Use this sequence: first confirm whether Hello packets exist, then verify whether the Hello fields match, then check whether the session reaches 2-Way, and finally analyze DD master/slave negotiation and MTU.

# Recommended troubleshooting sequence
display ospf peer brief      # Check whether the neighbor state is stalled
display ospf error           # Check device-side error messages
# Recommended Wireshark filter: ospf
# Focus on: Hello -> DD -> LSR/LSU/LSAck

These commands, combined with packet captures, help you quickly determine whether the issue occurs in the discovery stage or the synchronization stage.

FAQ structured Q&A

1. Why do I see 2-Way, but routing still does not work?

2-Way only means the two devices have discovered each other, which establishes a neighbor relationship. The LSDB is considered synchronized only after the session reaches Full. In broadcast networks, not every neighbor must reach Full.

2. If an OSPF neighbor is always stuck in Init, what should I check first?

First check whether the peer is receiving the local Hello packets. Common causes include a unidirectional link, authentication failure, an Area mismatch, a Hello/Dead timer mismatch, or an interface that was not correctly advertised into the OSPF process.

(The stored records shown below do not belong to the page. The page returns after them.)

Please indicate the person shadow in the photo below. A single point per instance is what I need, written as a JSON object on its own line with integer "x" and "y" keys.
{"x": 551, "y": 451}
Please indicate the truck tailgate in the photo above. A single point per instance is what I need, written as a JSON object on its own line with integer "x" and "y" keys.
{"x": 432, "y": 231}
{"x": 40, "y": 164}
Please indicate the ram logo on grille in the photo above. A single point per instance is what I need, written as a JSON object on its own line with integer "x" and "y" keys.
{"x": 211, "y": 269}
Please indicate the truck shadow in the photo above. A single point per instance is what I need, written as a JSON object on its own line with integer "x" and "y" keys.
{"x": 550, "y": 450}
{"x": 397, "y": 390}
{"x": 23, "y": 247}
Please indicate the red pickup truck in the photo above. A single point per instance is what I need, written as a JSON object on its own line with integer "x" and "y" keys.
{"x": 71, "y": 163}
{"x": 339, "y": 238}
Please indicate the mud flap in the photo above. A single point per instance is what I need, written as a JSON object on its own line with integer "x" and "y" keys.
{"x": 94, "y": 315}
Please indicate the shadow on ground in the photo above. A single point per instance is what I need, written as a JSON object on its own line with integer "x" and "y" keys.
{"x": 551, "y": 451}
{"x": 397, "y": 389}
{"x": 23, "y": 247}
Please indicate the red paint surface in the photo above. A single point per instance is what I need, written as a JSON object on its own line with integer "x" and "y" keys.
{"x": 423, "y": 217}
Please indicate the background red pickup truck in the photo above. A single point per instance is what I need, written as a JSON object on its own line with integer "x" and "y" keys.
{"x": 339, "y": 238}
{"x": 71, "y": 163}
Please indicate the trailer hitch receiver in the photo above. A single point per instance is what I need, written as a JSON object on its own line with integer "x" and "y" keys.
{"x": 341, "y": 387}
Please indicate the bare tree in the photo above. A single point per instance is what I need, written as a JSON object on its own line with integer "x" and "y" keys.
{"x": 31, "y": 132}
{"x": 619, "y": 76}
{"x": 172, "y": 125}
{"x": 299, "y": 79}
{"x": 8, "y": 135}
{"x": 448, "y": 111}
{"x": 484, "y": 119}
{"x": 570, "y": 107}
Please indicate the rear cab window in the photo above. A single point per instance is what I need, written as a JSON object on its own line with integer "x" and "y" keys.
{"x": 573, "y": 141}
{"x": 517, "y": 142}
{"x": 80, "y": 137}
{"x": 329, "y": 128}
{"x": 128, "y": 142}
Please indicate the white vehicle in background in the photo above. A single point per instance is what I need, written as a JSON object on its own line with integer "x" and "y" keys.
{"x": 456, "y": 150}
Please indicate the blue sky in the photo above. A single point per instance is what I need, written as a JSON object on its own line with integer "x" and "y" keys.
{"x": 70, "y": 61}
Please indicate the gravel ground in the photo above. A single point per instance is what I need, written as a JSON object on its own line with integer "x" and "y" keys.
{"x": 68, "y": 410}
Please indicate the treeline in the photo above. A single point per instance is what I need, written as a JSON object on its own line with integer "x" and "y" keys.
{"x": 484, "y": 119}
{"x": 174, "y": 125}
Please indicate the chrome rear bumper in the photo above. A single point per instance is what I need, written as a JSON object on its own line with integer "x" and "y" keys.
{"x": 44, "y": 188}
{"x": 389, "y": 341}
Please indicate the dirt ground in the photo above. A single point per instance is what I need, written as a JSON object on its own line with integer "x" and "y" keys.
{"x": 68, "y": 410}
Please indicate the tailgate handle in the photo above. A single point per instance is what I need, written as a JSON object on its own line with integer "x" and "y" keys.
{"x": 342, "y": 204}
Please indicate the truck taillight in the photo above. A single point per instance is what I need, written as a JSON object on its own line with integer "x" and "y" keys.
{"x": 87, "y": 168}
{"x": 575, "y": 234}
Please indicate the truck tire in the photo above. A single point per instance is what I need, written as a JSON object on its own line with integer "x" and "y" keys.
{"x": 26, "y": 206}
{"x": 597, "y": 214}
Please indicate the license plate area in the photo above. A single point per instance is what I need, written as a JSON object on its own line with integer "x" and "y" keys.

3. Why do multi-vendor devices often get stuck in ExStart or Exchange?

A very common cause is differing MTU validation behavior. DD packets include an MTU field. Some vendors validate it strictly, while others are more permissive by default. Standardize the interface MTU first, then verify whether master/slave negotiation and sequence number progression are normal.

Core summary: This article reconstructs the OSPFv2 learning path from a packet-capture perspective. It systematically breaks down the neighbor state machine, Hello/DD/LSR/LSU/LSAck packet interactions, master/slave negotiation, and common causes of adjacency failure, while also providing a combined Wireshark and device-side troubleshooting approach.